The research team for AI-Assisted Social Justice in Tissue and Organ Biomanufacturing: (left to right) Vahid Serpooshan, Aaron Levine, Elizabeth Newman, and Saman Zonouz.

 

 

Advanced tissue manufacturing technologies like 3D bioprinting are helping to address various critical healthcare needs, like the massive and growing shortage of body organs around the globe, improving the outcomes for millions of patients. 

And in recent years, artificial intelligence (AI) has been integrated with induced pluripotent stem cell (iPSC) technologies and with tissue bioprinting. This has created new opportunities in the development of functional, personalized tissue and organ products for a wide range of regenerative medicine applications.

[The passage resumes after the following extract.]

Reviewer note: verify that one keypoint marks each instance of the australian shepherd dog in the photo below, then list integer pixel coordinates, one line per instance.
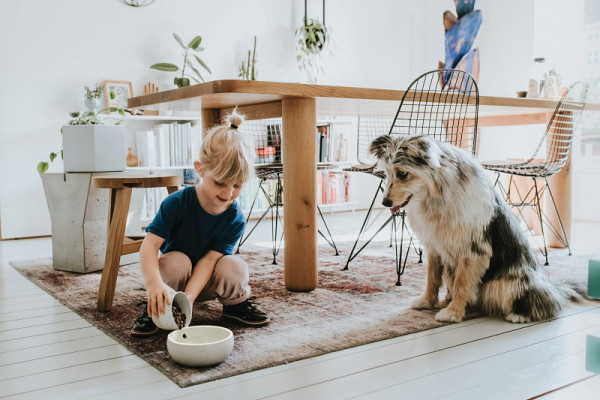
(472, 239)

“We have an opportunity to dramatically change healthcare and improve the human condition,” said Vahid Serpooshan, assistant professor in the Wallace H. Coulter Department of Biomedical Engineering at Georgia Tech and Emory University, whose lab specializes in the development and use of cutting edge 3D bioprinting technologies to create functional tissue models.

“The field is growing super-fast, but there has been a lack of social justice or inclusivity in tissue engineering and organ manufacturing,” Serpooshan added. “AI-enabled biomanufacturing needs large datasets. But a great majority of studies are based on data, stem cells, and other biological materials from a very narrow population group – mainly, white males – which doesn’t accurately represent the rich diversity of humanity.”

Consequently, a large segment of society from various racial and ethnic backgrounds are deprived from adequate solutions in tissue manufacturing and regenerative medicine. So, even while biomedical technologies are improving healthcare, they’re also exacerbating existing health disparities.

But now, through a program called AI.Humanity with a Social Justice Lens, interdisciplinary teams of researchers from Georgia Tech and Emory have begun taking hopeful steps toward addressing those disparities, with the goal of ensuring that new technologies work effectively for all patients.
 

Reframing the Narrative

“Our explicit goal is to reframe the narrative of advanced biotechnology development and move the field in a positive direction,” said Aaron Levine, associate dean of research and outreach in Georgia Tech’s Ivan Allen College of Liberal Arts. Levine is one of the investigators collaborating with Serpooshan, along with Saman Zonouz, associate professor in Georgia Tech’s School of Electrical and Computer Engineering, and Elizabeth Newman, assistant professor in Emory’s Department of Mathematics.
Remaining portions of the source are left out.